Just how much capacity these routes will have I don't know. But they'll certainly offer much shorter shipping distances for trade between China, South & South-East Asia.
"very frequently forward freight agreements trade at a discount to current freight rates..."
Is this information publicly available?
I can't speak for the other "bears" as you accuse anyone who isn't a permabull, but my DUE DILIGENCE and keeping an open mind got me out of the bulker trade last Spring, and the things that I mentioned up above were the reasons why. SO I've missed a knee jerk rally in the bulkers? Big deal... DRYS at 116 May 2008, 7 something this past Friday. EXM, TBSI "only" down 85% in the past 15 months even after their magnificent rallies.
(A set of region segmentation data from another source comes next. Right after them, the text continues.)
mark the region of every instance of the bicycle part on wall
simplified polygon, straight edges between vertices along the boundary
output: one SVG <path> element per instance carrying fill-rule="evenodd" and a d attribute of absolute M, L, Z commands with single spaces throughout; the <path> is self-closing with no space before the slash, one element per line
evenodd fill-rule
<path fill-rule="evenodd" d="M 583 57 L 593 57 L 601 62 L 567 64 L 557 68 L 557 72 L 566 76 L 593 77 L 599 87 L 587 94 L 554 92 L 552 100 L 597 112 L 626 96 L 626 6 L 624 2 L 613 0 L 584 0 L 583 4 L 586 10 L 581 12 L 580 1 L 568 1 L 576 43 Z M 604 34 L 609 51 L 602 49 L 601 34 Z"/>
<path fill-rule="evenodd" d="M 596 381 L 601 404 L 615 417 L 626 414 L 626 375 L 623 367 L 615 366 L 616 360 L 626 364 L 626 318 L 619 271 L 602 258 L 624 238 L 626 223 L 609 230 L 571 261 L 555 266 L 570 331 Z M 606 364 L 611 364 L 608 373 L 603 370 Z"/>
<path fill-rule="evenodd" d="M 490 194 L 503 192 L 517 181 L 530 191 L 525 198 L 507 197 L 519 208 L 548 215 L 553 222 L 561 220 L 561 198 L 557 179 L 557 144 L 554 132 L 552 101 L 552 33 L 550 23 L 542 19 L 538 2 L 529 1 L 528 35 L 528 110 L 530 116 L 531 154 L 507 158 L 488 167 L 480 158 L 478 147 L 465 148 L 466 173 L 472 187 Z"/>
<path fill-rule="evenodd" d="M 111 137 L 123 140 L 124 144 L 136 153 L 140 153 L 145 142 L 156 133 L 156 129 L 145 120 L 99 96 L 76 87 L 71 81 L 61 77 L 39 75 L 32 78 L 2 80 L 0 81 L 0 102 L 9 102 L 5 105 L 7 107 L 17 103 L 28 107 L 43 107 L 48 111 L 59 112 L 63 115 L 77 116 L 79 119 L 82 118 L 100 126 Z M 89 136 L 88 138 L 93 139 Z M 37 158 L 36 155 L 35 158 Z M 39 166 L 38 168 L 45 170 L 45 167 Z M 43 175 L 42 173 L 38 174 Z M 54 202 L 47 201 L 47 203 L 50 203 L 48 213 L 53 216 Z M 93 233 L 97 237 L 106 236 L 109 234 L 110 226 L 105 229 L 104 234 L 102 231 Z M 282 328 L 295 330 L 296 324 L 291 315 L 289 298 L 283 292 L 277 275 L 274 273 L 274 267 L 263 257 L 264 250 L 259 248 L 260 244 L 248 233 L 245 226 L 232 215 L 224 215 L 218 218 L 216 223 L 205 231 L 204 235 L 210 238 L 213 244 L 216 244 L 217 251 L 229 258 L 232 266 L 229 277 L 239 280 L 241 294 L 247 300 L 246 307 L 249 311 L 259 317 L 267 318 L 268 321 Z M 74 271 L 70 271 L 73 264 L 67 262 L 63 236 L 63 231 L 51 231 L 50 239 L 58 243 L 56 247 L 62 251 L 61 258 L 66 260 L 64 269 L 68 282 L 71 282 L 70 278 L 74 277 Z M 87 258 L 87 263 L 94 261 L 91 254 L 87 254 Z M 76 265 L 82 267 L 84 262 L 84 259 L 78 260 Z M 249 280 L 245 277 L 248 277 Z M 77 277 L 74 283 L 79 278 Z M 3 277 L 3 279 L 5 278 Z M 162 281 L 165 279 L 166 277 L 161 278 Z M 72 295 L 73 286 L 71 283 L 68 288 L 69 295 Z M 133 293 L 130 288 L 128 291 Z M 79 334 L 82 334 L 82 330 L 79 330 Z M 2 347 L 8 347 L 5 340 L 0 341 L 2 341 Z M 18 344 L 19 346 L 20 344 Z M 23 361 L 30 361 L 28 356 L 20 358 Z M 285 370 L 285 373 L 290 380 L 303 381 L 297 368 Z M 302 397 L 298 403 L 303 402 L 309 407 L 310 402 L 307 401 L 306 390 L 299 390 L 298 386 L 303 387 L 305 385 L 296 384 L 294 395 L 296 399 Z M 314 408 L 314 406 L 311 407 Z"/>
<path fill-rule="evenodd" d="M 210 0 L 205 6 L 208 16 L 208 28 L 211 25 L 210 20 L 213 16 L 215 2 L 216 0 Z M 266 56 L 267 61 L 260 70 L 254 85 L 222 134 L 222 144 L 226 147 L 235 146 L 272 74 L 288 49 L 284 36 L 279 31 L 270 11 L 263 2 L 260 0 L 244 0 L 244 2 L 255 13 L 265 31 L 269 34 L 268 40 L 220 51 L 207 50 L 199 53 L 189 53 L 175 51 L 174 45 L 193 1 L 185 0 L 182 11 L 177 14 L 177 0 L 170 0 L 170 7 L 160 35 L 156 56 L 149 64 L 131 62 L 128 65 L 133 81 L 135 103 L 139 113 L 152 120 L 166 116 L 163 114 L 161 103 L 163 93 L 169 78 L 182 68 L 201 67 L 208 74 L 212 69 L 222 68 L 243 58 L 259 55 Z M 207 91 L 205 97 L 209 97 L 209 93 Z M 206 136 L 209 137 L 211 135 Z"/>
A lot of permabulls are bragging about the fantastic % gains they've made since March 9... evidently they didn't lose anything last year, so this is all just profit for them... how about you Alphamaster.. how'd the investment results go for you LAST YEAR? Up 120% again?
LOL.
On Jun 07 05:20 PM Alphameister wrote:
> The BDI is indeed a harbinger of better economic times for shippers
> and for China especially. The BDI does a great job of heralding
> new bull markets even though the correlation wanes significantly
> beyond important turning points. The comments above represent more
> of the knee-jerk bearishness so prevalent on SA. While commenters
> are not willing to credit as a trend a straight-up advance of more
> than 500%, they are oh-so-willing to jump on an 11% pullback as a
> trend. Up more than 120% from the lows thanks largely to my China
> stocks and betting on PRGN now in the shipping sector.
It is time to wake up!
bdi ned 163 pkt!
Baltic Exchange Dry Index 3646 DOWN 163
BCI Baltic Exchange Capesize Index 6523 DOWN 289
BPI Baltic Exchange Panamax Index 3027 DOWN 225
BSI Baltic Exchange Supramax Index 1804 DOWN 28
BHSI Baltic Exchange Handysize Index 873 DOWN 7
And there are news items coming out today that China and its steel makers are accepting a 33% - 37% CUT in iron ore prices with major ore producers... that's INFLATIONARY?
www.theaustralian.news...
and that there is a huge supply overhang in copper as China has been stockpiling at the recent very low prices seen since late 2008... copper stocks up 51% last week:
www.mineweb.com/minewe...
I'm not smelling inflationary excesses building in news items like this... what I'm seeing is China being China but getting pushback in a deflationary environment.